Imperial, California - For many teens, texting is an essential way to communicate. A lack of maturity can get your teen into trouble when texting, though. Help your teen understand - and avoid - the risks associated with texting.
Don't allow texting while driving
Some research suggests that texting while driving is more than 20 times as dangerous as driving while not texting. Texting might be an even greater threat for teen drivers than for older drivers, since car crashes are already a leading cause of death for younger drivers.
Talk to your teen about the consequences of texting while driving, such as serious or deadly accidents. Explain that texting while driving isn't allowed under any circumstances — and that driving and phone privileges will be revoked if your teen texts while driving. Remind your teen that texting while driving is illegal in most states.
To help your teen resist temptation while driving, you might ask him or her to sign a pledge and commit to distraction-free driving. Set an example by always storing your phone in the glove compartment while driving and ask your teen to do the same. Also consider apps that block texting while driving.
Keep texting from interfering with sleep
Texting after turning out the lights or going to bed can interfere with a good night's sleep — especially if the messages are stressful or emotional. Some research also suggests that screen time before bedtime interferes with sleep. As a result, teens can experience lost sleep, difficulty falling asleep, poor sleep quality and daytime sleepiness.
Work with your teen to establish reasonable hours for texting — such as no texting after a certain hour on school nights. To enforce the rule, keep your teen's phone out of his or her room at night.
Be honest about sexting
Sexting refers to the transmission of sexual images via cellphone and other electronic media.
Explain the emotional consequences of sexting to your teen. Sexting can be uncomfortable for the sender — especially if he or she is pressured into it — as well as the receiver.

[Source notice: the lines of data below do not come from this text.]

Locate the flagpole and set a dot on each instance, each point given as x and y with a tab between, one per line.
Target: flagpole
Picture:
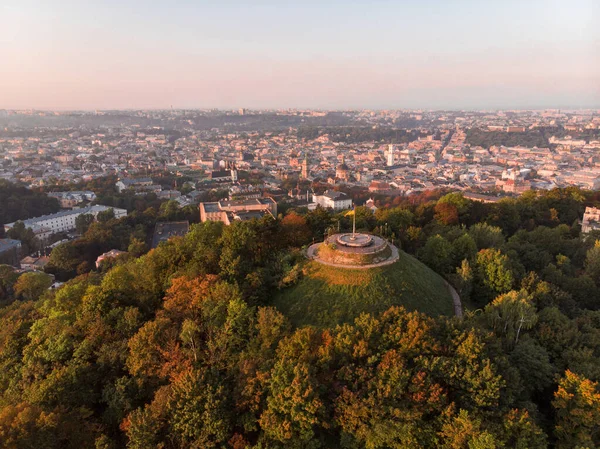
353	220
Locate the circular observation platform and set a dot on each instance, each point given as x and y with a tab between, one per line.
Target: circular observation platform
353	251
354	240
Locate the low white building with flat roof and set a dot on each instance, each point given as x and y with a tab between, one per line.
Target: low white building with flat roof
333	200
63	221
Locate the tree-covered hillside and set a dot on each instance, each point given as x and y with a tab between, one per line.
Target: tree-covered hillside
182	347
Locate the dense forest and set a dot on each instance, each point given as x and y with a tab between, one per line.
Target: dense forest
182	347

The possible long-term impact of sexting matters, too. A picture or message meant for one person can be forwarded to an entire contact list — and once it's in circulation, there's no way to control it. A photo or message could resurface years later, causing embarrassment or problems with work or school.

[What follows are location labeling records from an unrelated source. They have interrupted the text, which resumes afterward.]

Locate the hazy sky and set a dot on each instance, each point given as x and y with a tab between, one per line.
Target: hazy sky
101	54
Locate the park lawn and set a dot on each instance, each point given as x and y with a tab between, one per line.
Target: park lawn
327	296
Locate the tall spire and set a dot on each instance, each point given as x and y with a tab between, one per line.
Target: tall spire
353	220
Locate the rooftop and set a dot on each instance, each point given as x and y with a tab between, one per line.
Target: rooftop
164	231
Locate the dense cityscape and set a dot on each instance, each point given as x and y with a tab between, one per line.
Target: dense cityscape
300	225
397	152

Although laws and degree of enforcement might vary from state to state, make sure your teen understands that the possession of sexually explicit images of a minor is considered a crime. The consequences could be serious, including a police record, suspension from school or legal action.
Be aware of cyberbullying
Cyberbullying involves using an electronic medium to threaten or harm others. Being bullied as a child has been linked to mental health problems, impaired academic performance, substance abuse and violence.
Make sure your teen understands that it isn't acceptable to spread rumors or bully someone through texting or any other means. Remind your teen that any text message he or she sends can be saved or forwarded to anyone else, so it's important to use good judgment with every message.
Also, encourage your teen to talk to you or another trusted adult if he or she receives harassing text messages. Explain that you won't take away electronic privileges if he or she confides in you about a problem.
Monitor your teen's messages
Know how your child is using his or her phone, as well as the Internet and social media platforms, to interact with others. Sit down with your teen and look through his or her text messages occasionally — or let your teen know that you'll periodically check the phone for content. You might also install a parental control system on your teen's phone to find out how much texting or Web surfing he or she is doing, and set restrictions.
If your teen isn't willing to follow the rules and expectations you've set — or you're concerned that texting is interfering with your teen's schoolwork or other responsibilities — take action. Remove your teen's ability to text or send pictures through his or her phone — or take the phone away.
Remind your teen that having a phone is a privilege, not a right. Preventing potentially serious consequences outweighs any anger your teen is likely to express.